6 thoughts on “Patches and specs

  1. My only critique of this quote is its context/assumptions: It presumes you know enough about your problem to generate a useful spec.

    How is this known? When do you know you know enough to write a useful spec?

    The naive answer would be to keep writing specs (or implementing a hierarchy of specs) until you get a good one, which is just one level of abstraction up from Leslie Lamport’s comments about coding without a spec: It’s just patching. He does discuss debugging specs, but not much about the methods for doing so.

    The formal answer is to add another level of abstraction: Describe what a good spec should look like for this problem (often by writing a spec for the problem’s context), and check your initial problem specs for conformance to those goals.

    Unfortunately, it has been my experience that good specs can be derailed by subtle dependencies that arise during implementation, a non-uncommon occurrence in my specialty of real-time embedded systems.

    The path I choose is to first spec the “easy parts” (often re-using specs with the intent of re-using the associated code), then do research to learn more about the unknowns and create prototypes or models to validate that learning.

    It is easy to waste time when building prototypes by building too much, or by failing to build enough and having to try again.

    So, while Leslie Lamport urges us to “spec before coding”, I would embellish this to add “know when to experiment before committing to a spec”. I tend to think of a yo-yo model: If, after doing the initial research I find myself stuck (or lost) in the spec, I code a little to learn more (to verify my understanding of the problem, to learn more about it), then return to the spec.

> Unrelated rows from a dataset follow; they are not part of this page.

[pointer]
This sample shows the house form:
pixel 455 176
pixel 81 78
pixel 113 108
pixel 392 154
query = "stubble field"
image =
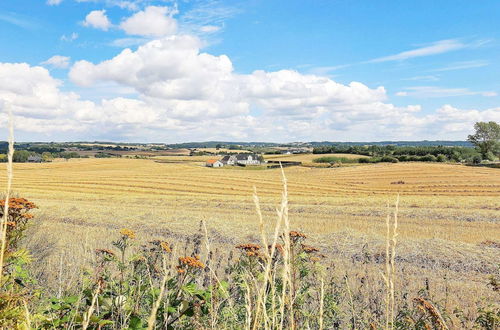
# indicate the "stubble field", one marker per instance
pixel 448 214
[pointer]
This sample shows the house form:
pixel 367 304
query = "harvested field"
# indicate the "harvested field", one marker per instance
pixel 448 219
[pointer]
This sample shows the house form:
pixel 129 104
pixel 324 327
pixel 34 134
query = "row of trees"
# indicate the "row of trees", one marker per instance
pixel 21 156
pixel 486 141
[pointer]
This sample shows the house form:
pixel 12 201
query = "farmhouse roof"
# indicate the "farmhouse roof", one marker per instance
pixel 34 158
pixel 242 156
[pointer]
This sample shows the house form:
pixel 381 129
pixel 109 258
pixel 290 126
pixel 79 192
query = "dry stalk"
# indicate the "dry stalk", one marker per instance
pixel 154 310
pixel 88 315
pixel 390 265
pixel 321 298
pixel 262 298
pixel 286 275
pixel 5 218
pixel 213 275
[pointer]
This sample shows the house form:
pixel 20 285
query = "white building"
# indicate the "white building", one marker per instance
pixel 214 163
pixel 241 159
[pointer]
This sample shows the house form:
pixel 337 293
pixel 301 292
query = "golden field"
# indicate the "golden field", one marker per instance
pixel 438 201
pixel 448 221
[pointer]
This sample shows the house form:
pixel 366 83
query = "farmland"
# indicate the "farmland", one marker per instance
pixel 448 217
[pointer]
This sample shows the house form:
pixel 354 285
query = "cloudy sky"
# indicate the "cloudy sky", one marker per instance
pixel 253 70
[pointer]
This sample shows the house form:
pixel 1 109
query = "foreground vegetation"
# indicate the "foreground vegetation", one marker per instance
pixel 286 284
pixel 75 267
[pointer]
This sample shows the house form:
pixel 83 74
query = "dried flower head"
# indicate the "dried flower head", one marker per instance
pixel 297 235
pixel 278 247
pixel 165 247
pixel 186 263
pixel 127 233
pixel 105 252
pixel 309 249
pixel 250 249
pixel 19 203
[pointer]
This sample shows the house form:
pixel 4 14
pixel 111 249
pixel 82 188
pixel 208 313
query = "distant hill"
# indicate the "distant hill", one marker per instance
pixel 398 143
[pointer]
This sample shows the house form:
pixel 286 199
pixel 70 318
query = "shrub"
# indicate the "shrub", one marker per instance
pixel 335 159
pixel 389 159
pixel 441 158
pixel 428 158
pixel 490 156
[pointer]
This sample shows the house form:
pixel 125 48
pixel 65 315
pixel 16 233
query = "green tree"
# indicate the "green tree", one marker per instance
pixel 20 156
pixel 486 138
pixel 47 157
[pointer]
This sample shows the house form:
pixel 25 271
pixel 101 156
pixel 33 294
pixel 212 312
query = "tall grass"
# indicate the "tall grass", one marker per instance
pixel 3 224
pixel 279 284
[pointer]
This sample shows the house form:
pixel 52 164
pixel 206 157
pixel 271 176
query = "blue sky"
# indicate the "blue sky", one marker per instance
pixel 270 70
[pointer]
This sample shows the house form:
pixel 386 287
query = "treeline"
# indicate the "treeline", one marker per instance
pixel 392 153
pixel 23 156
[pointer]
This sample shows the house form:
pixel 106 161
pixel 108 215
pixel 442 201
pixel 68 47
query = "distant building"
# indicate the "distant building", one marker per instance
pixel 34 159
pixel 241 159
pixel 214 163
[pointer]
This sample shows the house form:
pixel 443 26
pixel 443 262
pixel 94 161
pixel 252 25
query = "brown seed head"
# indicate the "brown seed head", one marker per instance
pixel 127 233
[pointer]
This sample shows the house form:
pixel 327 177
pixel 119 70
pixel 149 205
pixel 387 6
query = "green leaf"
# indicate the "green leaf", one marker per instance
pixel 190 288
pixel 135 323
pixel 71 299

    The only cautionary note I would add would be to prototype using tools unrelated to the expected development/delivery platform. Most often, I would deliver in C/C++. At large companies I prototyped in Matlab/SimuLink, and at small companies I used Python/Scipy (and friends).

    It is important to not permit prototype code to be included in the final project except by means of the spec, a principle I’ve adhered to for decades. Prototype code may be viewed as being free of the full context of the larger project, and including it can require more patching than high-level development would warrant.

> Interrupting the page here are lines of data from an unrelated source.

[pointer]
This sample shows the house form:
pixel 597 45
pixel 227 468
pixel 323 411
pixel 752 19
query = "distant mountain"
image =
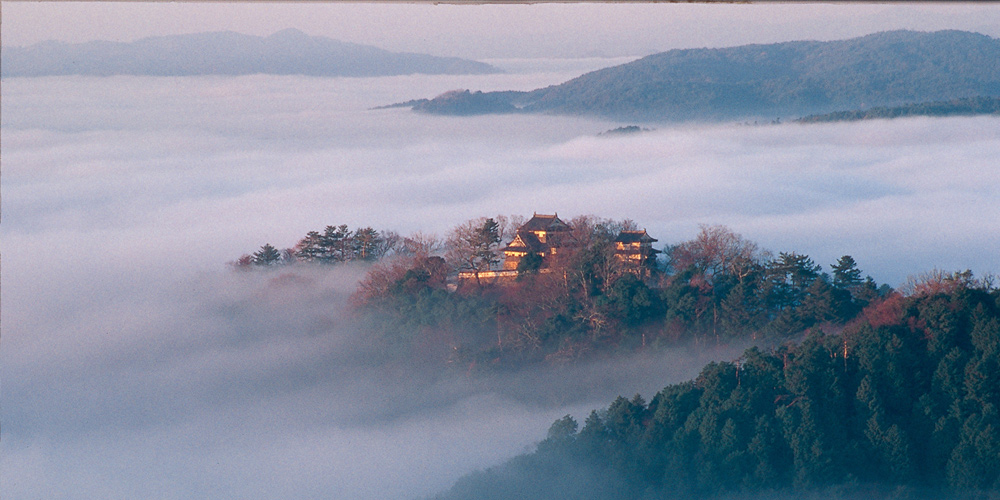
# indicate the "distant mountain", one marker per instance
pixel 956 107
pixel 287 52
pixel 767 81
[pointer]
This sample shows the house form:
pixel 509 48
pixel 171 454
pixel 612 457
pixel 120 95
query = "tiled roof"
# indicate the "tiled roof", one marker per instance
pixel 541 222
pixel 525 242
pixel 634 236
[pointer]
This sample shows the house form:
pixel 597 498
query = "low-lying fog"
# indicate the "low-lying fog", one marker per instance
pixel 136 365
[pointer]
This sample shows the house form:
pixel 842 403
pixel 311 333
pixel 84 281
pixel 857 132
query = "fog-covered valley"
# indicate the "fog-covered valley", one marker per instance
pixel 137 364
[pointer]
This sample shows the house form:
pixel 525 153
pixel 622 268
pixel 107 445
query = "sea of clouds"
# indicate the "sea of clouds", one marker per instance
pixel 136 364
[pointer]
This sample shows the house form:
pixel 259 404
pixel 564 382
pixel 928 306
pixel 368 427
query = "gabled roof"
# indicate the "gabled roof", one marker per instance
pixel 542 222
pixel 634 236
pixel 525 242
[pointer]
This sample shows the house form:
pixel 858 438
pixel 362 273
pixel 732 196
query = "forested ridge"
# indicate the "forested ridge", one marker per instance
pixel 855 390
pixel 903 403
pixel 984 105
pixel 714 289
pixel 762 81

  2. It depends if you refactor your code as you patch, in which case often the code becomes cleaner, tighter and easier to understand as you fix the bugs. This is where the real strengths of strongly typed and highly tooled languages such as java come into play, allowing you to refactor mercilessly without leaving the code a bug-ridden mess – even when not covered with decent unit test suite.

  3. When possible, I 100% agree that a good specification of the problem needs to be written. I spend far too much of my time bug finding though hacked code from someone who obviously started writing the program before having a good idea of the problem.

    Mistakes and bugs will always happen, but if the project is well organised from the beginning the bug are easier to fix and will happen less often.

    I’ve always said that I’d rather spend 50 hours at the start of a project and then 50 hours implementing the solution. Rather than 20 hours at the start and 100 hours implementing (and reimplementing…)

  4. I once read a quote (unfortunately I cannot find it right now), which was like: “Write a spec until you think you understand the problem. Then write code until you find out that you don’t. Then start over.”

  5. It’s more like diamond cutting: you have to start out with a plan that maximizes the value and weight of the stone but then you have to polish the stone until each face reaches its full potential and brilliance. Code that hasn’t been used and patched as a result of what you’ve learned while using it is like a diamond that hasn’t been polished.

    “In every block of marble I see a statue as plain as though it stood before me, shaped and perfect in attitude and action. I have only to hew away the rough walls that imprison the lovely apparition to reveal it to the other eyes as mine see it.” – Michelangelo Buonarroti

  6. Tell the 23 year old spotty kid at Google who interviews prospective software developers! In his inexperience he seems to think that your ability to answer a bit of trivia with a quickly put together code is the passport for joining his firm.

    How you write code and how others can second guess what you have done is more critical than the Google test because code must be maintainable, unless you have the talent and time to re-write it all again from scratch each time (maybe what Google is counting on), but that might also require creativity and stabs in the dark which their interviews do not seem to measure!